Courts
Former DOT chairman sues website over corruption claims
The former chairman of the state Department of Transportation commission has sued a political website saying it damaged his reputation with false accusations that he was involved in scandal and corruption at the agency.
Mike Wooten of Murrells Inlet seeks actual and punitive damages from FITSNews and its owner Will Folks in a libel suit filed in Circuit Court last week. Wooten, the president of DDC Engineers, was appointed to the DOT commission in 2013 to represent the 7th Congressional District. He was elected commission chairman in 2016. He stepped down last year in advance of a new state law that would have prohibited his firm for bidding for DOT contracts.
In reporting on that decision, FITSNews wrote that Wooten’s tenure “was marked by numerous scandals” and that DDC “benefited financially from projects funded by the agency he oversees.” It called the activities part of a “culture of corruption.”
In his suit, Wooten said the allegations of “dishonesty, fraud and unethical conduct” were false. And they were “published with the knowledge of its falsity or with a reckless disregard of its truth or falsity,” he claims. For a public official, that is a key element of proving libel by showing “actual malice.”

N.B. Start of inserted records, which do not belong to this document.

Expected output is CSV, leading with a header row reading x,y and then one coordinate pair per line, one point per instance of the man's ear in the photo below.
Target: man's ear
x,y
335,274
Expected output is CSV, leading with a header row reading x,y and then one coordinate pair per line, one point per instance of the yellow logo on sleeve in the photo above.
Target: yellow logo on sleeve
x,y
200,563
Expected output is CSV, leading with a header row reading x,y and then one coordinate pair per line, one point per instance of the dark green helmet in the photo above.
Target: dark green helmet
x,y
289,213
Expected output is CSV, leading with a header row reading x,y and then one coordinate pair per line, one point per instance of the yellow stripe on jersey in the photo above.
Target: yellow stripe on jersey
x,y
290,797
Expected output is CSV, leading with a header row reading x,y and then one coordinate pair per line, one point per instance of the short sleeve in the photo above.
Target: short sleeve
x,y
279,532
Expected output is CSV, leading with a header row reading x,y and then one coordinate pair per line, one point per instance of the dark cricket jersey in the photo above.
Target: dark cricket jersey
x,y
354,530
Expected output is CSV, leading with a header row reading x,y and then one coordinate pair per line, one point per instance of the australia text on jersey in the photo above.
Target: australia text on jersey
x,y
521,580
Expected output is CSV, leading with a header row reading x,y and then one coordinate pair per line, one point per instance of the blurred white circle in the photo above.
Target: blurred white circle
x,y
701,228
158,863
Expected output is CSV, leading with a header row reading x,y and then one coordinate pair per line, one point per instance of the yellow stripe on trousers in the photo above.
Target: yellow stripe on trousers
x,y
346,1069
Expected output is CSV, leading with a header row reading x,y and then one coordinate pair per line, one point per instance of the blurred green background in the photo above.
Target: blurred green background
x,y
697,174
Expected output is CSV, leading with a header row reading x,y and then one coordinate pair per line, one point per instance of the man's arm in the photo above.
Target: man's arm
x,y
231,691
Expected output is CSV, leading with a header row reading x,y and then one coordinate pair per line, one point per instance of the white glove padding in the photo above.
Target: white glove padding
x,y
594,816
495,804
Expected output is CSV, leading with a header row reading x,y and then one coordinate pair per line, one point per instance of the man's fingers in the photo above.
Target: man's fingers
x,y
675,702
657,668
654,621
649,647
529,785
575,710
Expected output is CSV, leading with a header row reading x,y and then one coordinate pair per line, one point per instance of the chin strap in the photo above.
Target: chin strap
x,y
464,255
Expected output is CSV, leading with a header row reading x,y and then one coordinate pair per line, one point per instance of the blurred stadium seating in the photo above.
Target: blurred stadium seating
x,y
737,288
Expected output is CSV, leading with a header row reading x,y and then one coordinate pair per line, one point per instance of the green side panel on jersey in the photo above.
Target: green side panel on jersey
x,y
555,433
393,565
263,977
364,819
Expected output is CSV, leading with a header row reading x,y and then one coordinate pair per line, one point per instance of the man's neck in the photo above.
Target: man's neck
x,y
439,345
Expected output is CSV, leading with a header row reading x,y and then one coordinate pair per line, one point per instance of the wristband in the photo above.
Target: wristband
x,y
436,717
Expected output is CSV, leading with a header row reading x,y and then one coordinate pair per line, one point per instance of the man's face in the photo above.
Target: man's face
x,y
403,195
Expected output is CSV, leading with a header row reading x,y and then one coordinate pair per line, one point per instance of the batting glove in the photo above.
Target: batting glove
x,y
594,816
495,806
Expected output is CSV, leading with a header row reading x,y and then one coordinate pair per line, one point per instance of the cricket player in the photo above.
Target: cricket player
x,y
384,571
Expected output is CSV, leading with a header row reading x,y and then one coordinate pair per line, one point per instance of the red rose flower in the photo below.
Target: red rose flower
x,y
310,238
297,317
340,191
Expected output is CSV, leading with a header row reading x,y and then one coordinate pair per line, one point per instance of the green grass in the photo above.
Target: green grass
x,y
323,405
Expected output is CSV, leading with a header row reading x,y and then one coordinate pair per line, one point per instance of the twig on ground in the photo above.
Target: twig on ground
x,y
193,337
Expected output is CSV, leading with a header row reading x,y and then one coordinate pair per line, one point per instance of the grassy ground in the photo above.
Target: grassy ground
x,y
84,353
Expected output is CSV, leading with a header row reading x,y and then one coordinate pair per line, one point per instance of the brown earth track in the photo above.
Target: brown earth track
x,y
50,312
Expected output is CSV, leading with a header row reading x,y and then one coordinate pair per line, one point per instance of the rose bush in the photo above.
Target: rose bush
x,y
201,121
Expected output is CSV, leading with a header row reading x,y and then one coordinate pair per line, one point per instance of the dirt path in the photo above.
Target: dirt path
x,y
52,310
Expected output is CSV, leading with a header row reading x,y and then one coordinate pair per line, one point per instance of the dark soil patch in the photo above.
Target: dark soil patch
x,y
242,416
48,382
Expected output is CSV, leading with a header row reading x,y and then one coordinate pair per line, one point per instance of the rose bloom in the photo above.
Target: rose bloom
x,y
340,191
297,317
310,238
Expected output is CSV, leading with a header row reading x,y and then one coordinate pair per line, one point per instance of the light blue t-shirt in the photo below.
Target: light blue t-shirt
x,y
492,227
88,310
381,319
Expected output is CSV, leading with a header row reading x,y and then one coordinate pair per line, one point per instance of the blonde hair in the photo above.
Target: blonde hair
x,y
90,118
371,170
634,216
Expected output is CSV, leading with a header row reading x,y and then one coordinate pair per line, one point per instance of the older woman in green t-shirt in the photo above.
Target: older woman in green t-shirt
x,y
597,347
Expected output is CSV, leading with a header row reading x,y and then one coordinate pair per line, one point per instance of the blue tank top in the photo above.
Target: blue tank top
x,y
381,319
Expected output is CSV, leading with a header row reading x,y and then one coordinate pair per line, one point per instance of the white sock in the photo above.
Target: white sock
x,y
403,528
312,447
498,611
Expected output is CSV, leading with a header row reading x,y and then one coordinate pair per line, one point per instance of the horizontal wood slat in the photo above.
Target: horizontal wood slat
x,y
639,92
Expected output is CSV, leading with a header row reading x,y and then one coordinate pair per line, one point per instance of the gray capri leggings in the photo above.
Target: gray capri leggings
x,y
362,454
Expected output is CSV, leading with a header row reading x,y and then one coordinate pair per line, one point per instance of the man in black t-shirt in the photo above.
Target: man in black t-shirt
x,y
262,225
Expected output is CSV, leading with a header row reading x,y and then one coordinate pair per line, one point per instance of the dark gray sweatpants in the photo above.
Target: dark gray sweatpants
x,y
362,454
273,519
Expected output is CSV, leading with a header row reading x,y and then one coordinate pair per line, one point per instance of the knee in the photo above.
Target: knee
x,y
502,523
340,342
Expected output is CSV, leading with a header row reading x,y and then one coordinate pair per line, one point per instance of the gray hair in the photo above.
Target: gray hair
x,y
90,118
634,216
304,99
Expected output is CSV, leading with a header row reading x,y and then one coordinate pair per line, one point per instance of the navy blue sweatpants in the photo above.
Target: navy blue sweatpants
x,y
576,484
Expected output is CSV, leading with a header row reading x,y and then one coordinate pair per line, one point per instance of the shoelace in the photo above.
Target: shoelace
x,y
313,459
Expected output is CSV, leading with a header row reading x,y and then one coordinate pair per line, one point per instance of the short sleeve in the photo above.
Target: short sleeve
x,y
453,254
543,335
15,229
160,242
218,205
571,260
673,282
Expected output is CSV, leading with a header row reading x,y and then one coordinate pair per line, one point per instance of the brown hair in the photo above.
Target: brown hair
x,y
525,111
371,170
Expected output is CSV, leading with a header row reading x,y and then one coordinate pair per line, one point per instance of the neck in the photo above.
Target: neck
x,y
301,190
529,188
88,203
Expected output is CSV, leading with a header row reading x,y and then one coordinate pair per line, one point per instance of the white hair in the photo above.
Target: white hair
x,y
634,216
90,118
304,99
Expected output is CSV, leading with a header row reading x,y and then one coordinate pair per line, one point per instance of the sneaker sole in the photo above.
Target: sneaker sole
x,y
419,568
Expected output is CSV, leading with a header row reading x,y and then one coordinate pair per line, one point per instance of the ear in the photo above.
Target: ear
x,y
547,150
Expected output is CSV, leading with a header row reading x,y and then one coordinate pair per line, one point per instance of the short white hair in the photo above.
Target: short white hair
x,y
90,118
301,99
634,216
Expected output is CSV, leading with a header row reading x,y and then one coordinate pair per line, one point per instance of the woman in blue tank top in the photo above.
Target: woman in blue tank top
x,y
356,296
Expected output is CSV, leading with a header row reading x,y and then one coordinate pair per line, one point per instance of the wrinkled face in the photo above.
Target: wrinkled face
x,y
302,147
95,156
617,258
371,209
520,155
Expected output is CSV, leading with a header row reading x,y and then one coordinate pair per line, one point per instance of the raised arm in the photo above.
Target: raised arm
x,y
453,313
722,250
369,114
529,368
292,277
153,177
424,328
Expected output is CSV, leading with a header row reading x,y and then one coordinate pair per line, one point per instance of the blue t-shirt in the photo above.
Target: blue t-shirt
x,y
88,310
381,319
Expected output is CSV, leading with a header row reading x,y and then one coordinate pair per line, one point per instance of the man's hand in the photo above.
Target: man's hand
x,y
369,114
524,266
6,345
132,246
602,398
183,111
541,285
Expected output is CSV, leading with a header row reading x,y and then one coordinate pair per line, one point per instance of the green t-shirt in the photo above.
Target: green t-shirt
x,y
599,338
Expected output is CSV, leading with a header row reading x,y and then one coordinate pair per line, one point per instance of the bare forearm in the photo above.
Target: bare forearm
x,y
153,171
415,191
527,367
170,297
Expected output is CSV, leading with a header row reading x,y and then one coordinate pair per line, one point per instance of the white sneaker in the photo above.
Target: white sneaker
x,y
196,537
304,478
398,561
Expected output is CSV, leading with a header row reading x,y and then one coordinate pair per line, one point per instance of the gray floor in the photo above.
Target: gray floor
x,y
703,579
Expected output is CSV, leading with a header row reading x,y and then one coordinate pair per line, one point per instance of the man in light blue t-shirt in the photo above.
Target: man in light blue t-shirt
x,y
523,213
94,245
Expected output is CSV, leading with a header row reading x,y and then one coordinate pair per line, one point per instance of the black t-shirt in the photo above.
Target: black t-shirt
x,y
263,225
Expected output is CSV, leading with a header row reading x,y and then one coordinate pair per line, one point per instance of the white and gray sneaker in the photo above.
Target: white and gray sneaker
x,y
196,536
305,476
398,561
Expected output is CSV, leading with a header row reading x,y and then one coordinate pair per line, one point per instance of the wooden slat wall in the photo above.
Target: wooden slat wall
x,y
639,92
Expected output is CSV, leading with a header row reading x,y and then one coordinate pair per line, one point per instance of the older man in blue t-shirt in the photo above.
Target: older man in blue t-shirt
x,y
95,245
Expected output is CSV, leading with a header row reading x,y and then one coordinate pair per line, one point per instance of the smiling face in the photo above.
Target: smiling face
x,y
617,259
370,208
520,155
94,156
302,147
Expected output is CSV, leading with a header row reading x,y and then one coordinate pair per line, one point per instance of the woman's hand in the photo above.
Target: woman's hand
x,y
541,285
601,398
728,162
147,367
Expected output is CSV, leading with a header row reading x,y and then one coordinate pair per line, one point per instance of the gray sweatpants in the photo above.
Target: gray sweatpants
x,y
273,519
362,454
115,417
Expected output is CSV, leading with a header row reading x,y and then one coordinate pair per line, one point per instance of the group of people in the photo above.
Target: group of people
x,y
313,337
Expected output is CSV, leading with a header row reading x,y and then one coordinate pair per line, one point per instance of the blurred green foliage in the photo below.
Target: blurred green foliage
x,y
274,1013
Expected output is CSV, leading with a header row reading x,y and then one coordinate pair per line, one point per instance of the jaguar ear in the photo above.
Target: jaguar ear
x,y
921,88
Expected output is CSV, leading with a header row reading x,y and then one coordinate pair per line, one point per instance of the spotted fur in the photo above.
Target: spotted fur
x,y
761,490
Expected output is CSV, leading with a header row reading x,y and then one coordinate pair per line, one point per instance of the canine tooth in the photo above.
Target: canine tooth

The suit cites three other items posted by FITSNews, whose site features the slogan “Unfair. Unbalance.” A November 2016 article about Interstate 73 said it was “being aggressively pushed by scandal-ravaged S.C. Department of Transportation (SCDOT) commission chairman Mike Wooten – a guy whose agency breeds corruption.” An April 2017 article called Wooten “notoriously corrupt.” The same phrase was used in an article the following July.
All the claims were false, Wooten says in the suit, adding that the articles remain on the FITSNews site.
Wooten, who could not be reached for comment, says in his court filing that he has suffered actual damages along with the loss of his personal and business reputation as a result of the articles.
Folks said he was not aware of the suit, but noted that he and his website were not alone in criticizing Wooten.
“Cluttering our overburdened justice system with a nonsense libel suit demonstrates the former commissioner’s contempt for taxpayers has not abated since he stepped down. Furthermore, it shows he has absolutely no conception – or appreciation – of the First Amendment rights enjoyed by all citizens when it comes to criticizing our leaders on matters of public policy.”
Folks added that he would fight to preserve that right.